Thursday, October 5, 2017

moon


Got home after a long day just as the sun was setting, the nearly full moon was rising over the mountains in the east. Of course I wanted to get a photo (which didn't work out on my phone) so I waited for the moon to clear the line of oak trees along one of the lower fields. I could see the moon through the leaves which somehow accentuated the sense of motion as the moon kept rising. But in reality, of course, the moon isn't rising. What I was seeing was the effects of the revolving of planet Earth, and because of the interplay between the moon and the tree leaves, the feeling of spinning through space was stark. The moon wasn't moving, I was. I felt that I better grab on to something. The full moon, the "Harvest" moon is tonight.

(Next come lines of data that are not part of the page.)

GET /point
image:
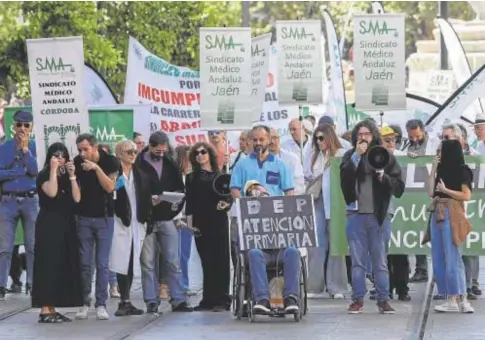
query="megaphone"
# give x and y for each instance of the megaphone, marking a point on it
(378, 157)
(222, 185)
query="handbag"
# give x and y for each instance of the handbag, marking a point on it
(315, 187)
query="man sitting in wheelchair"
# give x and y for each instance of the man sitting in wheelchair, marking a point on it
(258, 260)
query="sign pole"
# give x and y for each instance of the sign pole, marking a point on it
(300, 114)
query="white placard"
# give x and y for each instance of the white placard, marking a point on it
(300, 63)
(260, 51)
(379, 62)
(225, 76)
(56, 68)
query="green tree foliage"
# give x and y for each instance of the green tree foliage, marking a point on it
(169, 29)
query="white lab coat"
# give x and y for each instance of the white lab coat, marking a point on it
(292, 161)
(311, 172)
(123, 236)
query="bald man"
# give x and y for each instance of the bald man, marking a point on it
(297, 135)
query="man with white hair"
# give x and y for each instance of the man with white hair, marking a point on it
(291, 160)
(299, 138)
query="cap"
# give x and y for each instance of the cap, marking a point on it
(479, 119)
(307, 125)
(249, 184)
(158, 137)
(326, 120)
(387, 131)
(23, 117)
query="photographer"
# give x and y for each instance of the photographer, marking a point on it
(367, 193)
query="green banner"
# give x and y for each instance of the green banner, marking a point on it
(411, 216)
(109, 126)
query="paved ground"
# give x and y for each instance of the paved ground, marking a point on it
(327, 319)
(459, 326)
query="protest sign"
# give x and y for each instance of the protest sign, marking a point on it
(300, 64)
(411, 217)
(146, 71)
(225, 76)
(108, 126)
(379, 62)
(56, 69)
(276, 222)
(260, 51)
(337, 80)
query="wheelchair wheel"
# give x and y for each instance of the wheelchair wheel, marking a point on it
(251, 315)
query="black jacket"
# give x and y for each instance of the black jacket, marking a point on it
(148, 183)
(391, 184)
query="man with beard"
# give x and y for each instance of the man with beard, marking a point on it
(367, 193)
(418, 144)
(263, 168)
(96, 172)
(158, 173)
(19, 200)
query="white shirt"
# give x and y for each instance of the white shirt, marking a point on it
(317, 169)
(294, 163)
(291, 146)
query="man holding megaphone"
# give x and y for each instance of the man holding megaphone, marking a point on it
(369, 176)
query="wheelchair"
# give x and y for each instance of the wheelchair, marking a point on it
(243, 301)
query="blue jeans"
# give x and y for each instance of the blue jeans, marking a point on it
(95, 233)
(165, 237)
(365, 236)
(258, 259)
(448, 267)
(185, 247)
(335, 275)
(13, 209)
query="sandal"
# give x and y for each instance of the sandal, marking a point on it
(49, 318)
(63, 318)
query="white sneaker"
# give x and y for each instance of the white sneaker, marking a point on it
(82, 314)
(466, 307)
(316, 295)
(101, 313)
(448, 306)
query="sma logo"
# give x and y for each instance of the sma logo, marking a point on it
(297, 33)
(255, 51)
(376, 28)
(222, 43)
(53, 65)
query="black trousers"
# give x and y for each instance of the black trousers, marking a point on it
(398, 266)
(16, 266)
(213, 248)
(125, 281)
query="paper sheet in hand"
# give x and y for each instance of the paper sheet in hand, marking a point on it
(172, 197)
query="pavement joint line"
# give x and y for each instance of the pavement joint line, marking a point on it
(422, 320)
(146, 323)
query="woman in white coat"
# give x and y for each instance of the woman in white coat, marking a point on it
(316, 168)
(128, 232)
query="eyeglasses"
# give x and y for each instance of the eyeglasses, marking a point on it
(25, 125)
(200, 152)
(58, 154)
(131, 152)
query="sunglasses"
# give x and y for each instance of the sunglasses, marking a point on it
(131, 152)
(25, 125)
(200, 152)
(58, 154)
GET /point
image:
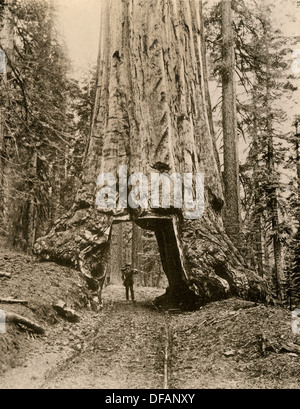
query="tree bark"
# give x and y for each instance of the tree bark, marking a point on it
(257, 224)
(232, 211)
(6, 146)
(152, 114)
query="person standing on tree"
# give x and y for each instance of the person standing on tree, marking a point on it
(127, 277)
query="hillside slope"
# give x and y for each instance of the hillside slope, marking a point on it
(227, 344)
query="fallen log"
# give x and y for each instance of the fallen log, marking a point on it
(12, 301)
(18, 319)
(5, 275)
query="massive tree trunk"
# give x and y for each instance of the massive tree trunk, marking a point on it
(232, 211)
(6, 142)
(152, 114)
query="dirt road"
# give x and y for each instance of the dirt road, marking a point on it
(226, 344)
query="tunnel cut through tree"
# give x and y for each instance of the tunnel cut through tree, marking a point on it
(152, 113)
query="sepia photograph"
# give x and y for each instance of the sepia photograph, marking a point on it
(149, 197)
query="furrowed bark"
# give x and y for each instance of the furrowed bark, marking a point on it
(152, 114)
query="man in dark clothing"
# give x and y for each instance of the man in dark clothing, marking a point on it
(127, 277)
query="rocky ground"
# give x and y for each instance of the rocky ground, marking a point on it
(228, 344)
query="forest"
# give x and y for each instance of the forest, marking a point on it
(179, 86)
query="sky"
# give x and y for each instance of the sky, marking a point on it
(79, 25)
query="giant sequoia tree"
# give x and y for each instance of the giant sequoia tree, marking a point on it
(152, 113)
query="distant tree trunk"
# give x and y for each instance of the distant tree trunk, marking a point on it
(152, 114)
(279, 276)
(32, 205)
(257, 225)
(232, 211)
(136, 249)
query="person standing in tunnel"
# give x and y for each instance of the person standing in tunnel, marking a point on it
(127, 277)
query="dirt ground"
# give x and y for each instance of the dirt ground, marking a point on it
(231, 344)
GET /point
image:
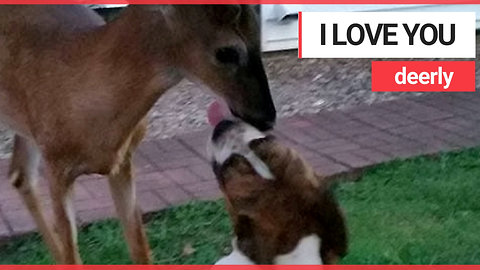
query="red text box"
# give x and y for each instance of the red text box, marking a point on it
(423, 76)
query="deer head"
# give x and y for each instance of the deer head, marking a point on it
(219, 46)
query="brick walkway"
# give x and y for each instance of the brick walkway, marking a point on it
(174, 171)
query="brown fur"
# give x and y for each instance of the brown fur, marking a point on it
(271, 216)
(75, 90)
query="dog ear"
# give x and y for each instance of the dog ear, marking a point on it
(240, 182)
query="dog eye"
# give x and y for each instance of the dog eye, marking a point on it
(228, 55)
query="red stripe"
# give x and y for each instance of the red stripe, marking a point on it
(240, 267)
(300, 34)
(239, 1)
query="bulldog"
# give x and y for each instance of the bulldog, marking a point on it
(282, 211)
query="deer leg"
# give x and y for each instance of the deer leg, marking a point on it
(24, 177)
(61, 190)
(123, 193)
(122, 189)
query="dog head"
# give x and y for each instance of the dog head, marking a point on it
(282, 211)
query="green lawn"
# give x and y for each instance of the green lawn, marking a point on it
(419, 211)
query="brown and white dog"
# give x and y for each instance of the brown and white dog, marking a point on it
(282, 211)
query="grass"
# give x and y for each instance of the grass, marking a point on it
(424, 210)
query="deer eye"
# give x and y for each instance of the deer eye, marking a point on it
(228, 55)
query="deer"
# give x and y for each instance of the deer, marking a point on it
(76, 91)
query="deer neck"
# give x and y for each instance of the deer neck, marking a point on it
(137, 66)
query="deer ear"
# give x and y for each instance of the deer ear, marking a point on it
(168, 12)
(226, 14)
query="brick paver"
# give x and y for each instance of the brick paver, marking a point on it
(175, 171)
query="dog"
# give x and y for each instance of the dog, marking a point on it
(282, 211)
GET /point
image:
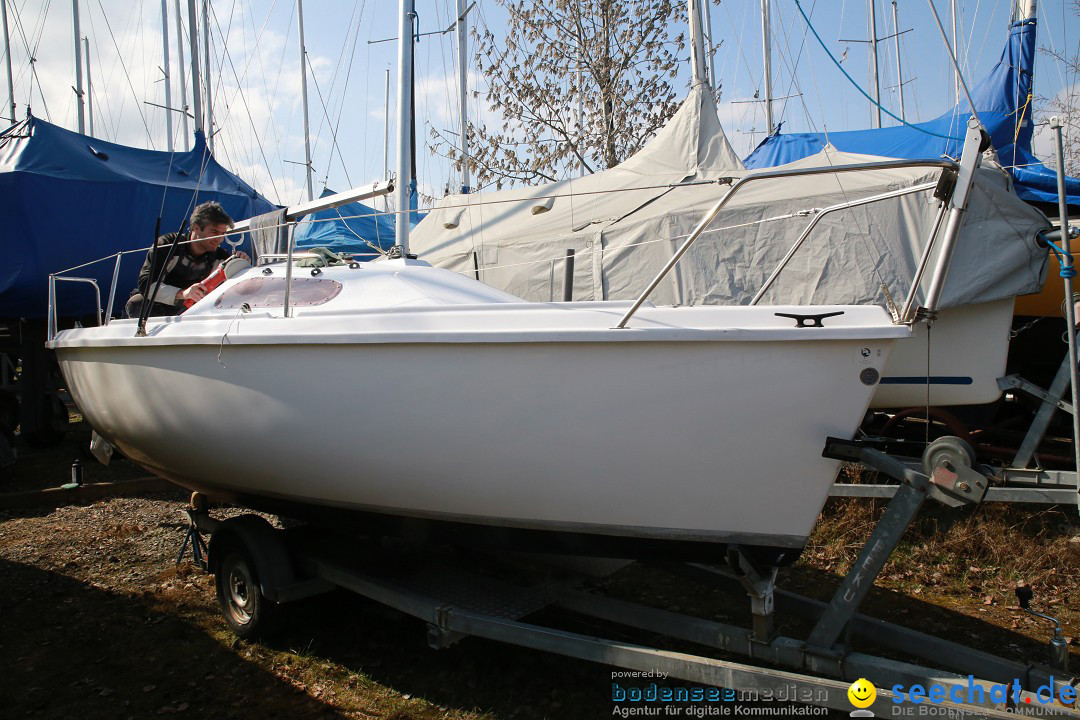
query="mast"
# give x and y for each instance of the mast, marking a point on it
(404, 124)
(709, 36)
(184, 89)
(956, 51)
(196, 95)
(78, 68)
(304, 96)
(7, 51)
(767, 55)
(210, 94)
(697, 45)
(876, 112)
(462, 92)
(164, 70)
(90, 86)
(900, 71)
(386, 131)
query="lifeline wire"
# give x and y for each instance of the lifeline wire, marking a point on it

As we walked homeward across the fields, the sun dropped and lay like a great golden globe in the low west. While it hung there, the moon rose in the east, as big as a cart-wheel, pale silver and streaked with rose color, thin as a bubble or a ghost moon. For five, perhaps ten minutes, the  two luminaries confronted each other across the level land, resting on opposite edges of the world.
In that singular light, every little tree and shock of wheat, every sunflower stalk and clump of snow-on-the-mountain, drew itself up high and pointed; the very clods and furrows in the fields seemed to stand up sharply. I felt the old  pull of the earth, the solemn magic that comes out of those fields at nightfall. I wished I could be a little boy again, and that my way could end there.